Opinioni

Ocse e lettura, D’Avenia: Il problema non è la scuola ma un mondo refrattario all’impegno

Ocse e lettura, D’Avenia: Il problema non è la scuola ma un mondo refrattario all’impegno

L’importanza della lettura, ma anche un’analisi diversa delle colpe della scuola. L’intervento di Alessandro D’Avenia sul Corrieredellasera offre uno sguardo meno appiattito sulla polemica legata ai dati Ocse e la capacità di apprendimento dalla lettura da parte degli studenti.

I recenti risultati dei test Ocse -Pisa, che hanno valutato le competenze di lettura di studenti di 80 Paesi, dicono che i nostri quindicenni faticano a comprendere un testo. I toni allarmistici di questi giorni, incolpando la scuola, non centrano il versante politico di un problema noto da almeno 40 anni. Che quasi l’80% dei ragazzi raggiunga solo il livello minimo richiesto per la comprensione di un testo è un risultato più o meno stabile da tempo. Siamo in «stagnazione culturale» (e quindi economica) da anni ma l’agenda politica sulla scuola non reagisce né cambia: la formazione incide poco sulle situazioni socio-culturali svantaggiate e conferma i divari di partenza.

Insomma, per l’insegnante-scrittore il problema non sta nell’attualità, ma risiede in un progetto culturale ben più antico. In un modus vivendi che rigetta la cultura e la lettura dei libri che un po’ l’impersonificano.

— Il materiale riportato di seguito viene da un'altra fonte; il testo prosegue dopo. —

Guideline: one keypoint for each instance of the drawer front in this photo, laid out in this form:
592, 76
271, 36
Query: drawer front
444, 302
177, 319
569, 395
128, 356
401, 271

La faticosa «presa» sulla realtà (osservazione della natura, riflessione sui libri) è l’unica resistenza alla dittatura del piacere apparente, il tutto-subito-e-facile a cui educhiamo «istintivamente» i giovani. La ricerca di sensazioni sostituisce la ricerca di senso: i libri hanno pagine impegnative, le rose hanno le spine, i cellulari no. E che cosa regaliamo a un bambino di 10 anni? Quanti libri ci sono in classe, a casa, sul comodino? Quanto tempo dedichiamo a osservare la natura e quanto lo schermo? La scuola fa amare la lettura a chi non sa cosa sia? Perché non inserire, lo dico da anni, almeno un’ora settimanale di lettura ben fatta?